2. The Sun Will Shine Tomorrow
A funny thing happens on the morning following a termination. You feel great. In part, this is because something you dreaded is over. It’s also the fact that the dark cloud of the employee’s presence is no longer hanging over you and your company. You wake up and realize that today you do not have to deal with “that guy.”
3. The Employee Will Slander You
If you cannot handle people occasionally saying mean things about you, you should never start a business. Few people say meaner things that disgruntled former employees. Do not get wound up when you hear about it. Do not try to retaliate and explain your side. That implies that there might be something there. Instead, laugh. Just shrug your shoulders or shake your head and move on. People will connect the dots better than you think.
4. The Employee Will Recruit Against You
Hopefully you have everyone sign a rock solid employment agreement preventing them from soliciting business from your customers. If you do not and the employee is unethical and in a position to solicit business, expect him to go after your customers.

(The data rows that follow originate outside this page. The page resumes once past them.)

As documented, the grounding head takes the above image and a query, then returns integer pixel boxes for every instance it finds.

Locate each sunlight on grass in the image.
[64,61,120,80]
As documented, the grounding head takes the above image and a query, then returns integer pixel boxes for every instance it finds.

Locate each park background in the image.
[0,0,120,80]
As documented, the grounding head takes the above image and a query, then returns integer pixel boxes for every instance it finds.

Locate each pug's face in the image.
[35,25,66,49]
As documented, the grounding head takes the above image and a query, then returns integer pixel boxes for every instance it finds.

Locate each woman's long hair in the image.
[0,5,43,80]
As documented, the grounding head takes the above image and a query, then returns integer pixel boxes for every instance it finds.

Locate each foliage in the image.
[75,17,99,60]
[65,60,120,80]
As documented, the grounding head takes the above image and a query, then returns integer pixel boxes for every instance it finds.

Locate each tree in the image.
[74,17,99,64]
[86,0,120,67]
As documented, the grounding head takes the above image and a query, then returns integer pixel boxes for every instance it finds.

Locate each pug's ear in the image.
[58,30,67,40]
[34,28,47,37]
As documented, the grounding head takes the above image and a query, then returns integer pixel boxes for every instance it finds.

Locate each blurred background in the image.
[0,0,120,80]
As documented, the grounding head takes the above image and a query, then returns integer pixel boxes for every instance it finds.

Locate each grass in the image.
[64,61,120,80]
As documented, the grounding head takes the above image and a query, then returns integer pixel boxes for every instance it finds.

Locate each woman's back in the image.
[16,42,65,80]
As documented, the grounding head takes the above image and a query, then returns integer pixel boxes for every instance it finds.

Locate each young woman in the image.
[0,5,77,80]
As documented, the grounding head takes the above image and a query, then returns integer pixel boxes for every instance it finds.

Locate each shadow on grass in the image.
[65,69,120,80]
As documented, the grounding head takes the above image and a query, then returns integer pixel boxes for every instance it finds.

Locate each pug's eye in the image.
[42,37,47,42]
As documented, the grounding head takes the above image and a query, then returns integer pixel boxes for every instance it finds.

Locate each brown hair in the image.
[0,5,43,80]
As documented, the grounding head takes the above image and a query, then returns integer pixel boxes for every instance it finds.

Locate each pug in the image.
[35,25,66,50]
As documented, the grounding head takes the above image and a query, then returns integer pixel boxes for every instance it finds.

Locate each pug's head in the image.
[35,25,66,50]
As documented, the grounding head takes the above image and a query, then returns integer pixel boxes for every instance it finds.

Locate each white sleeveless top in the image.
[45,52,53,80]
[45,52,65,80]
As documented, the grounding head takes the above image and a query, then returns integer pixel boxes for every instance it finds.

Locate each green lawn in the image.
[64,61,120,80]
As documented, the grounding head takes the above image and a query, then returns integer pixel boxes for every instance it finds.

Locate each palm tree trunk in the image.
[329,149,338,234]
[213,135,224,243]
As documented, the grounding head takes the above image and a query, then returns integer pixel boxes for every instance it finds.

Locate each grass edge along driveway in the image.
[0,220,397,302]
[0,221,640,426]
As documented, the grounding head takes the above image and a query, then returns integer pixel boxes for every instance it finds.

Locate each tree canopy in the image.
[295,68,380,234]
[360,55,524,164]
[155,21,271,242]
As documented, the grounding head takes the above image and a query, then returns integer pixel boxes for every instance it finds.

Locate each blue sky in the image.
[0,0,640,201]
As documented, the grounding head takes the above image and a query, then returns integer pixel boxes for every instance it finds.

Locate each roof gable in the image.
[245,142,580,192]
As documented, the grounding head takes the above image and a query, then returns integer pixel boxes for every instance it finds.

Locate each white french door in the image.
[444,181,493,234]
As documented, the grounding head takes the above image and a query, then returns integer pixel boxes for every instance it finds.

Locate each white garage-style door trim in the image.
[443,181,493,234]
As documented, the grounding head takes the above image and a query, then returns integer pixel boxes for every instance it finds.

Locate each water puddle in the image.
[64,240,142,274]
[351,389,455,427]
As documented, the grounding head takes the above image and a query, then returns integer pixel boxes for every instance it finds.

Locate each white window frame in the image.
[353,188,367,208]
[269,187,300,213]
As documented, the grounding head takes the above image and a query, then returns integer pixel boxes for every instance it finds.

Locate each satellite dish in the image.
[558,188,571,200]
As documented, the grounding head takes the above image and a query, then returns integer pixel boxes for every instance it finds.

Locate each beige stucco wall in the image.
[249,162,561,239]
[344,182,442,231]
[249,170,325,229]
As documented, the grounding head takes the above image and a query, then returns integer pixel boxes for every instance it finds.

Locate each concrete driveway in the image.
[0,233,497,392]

He may be able to do some damage in the short term, but if your company brand is strong enough the long term impact will be negligible. Nevertheless, customers are too hard to find to relinquish them without a fight. You should do all you can to defend your customer base.
Once they land, former employees also try to recruit others employees. Sometimes this is merely one guy recruiting his buddy. Nevertheless, this should also be resisted. If you think it’s likely, talk with your team. Ask them to let you know if the employee contacts them. You have less at risk than you think. A terminated employee may be able to pick off another disgruntled member of your team who would eventually leave without the assist, but most will treat him like he’s toxic.
5. You Will Have More Time
An employee whose behavior is causing you to think about terminating him is likely a tremendous source of negative energy. He is sucking time out of the business while you think about ways to handle him and talk the situation over with others. With the employee out of the way, all of that unproductive time comes rushing back and you can better focus on building the business and simply, enjoying life.
6. Morale Will Improve
When the terminated employee is removed from your company, morale improves. It improves because you are no longer tolerating unacceptable behavior. Remember, your team is more observant than you think, which is why they were not surprised that the individual was let go. They see what the person is doing and can’t understand why you put up with it. It seems unfair. After you act, fairness again reigns and moral goes up.
Moreover, terminated employees are often drama queens with a sense of entitlement. Outside of Hollywood, drama is bad for business.
7. You Will Find Someone Better
There are 320 million people in the United States. The chances are pretty good that you will find someone as good as or better than the terminated employee as a replacement. Make that as an upgrade. Plus, the new person won’t have all of the baggage.
8. You Will Wish You Acted Earlier
Within a week of terminating someone, your only regret will be that you didn’t act sooner, that you ignored your gut when it first told you it was time to act.
9. People Will Forget The Employee
Within a month, the terminated employee will be a distant memory. No one in your company will think about him or talk about him.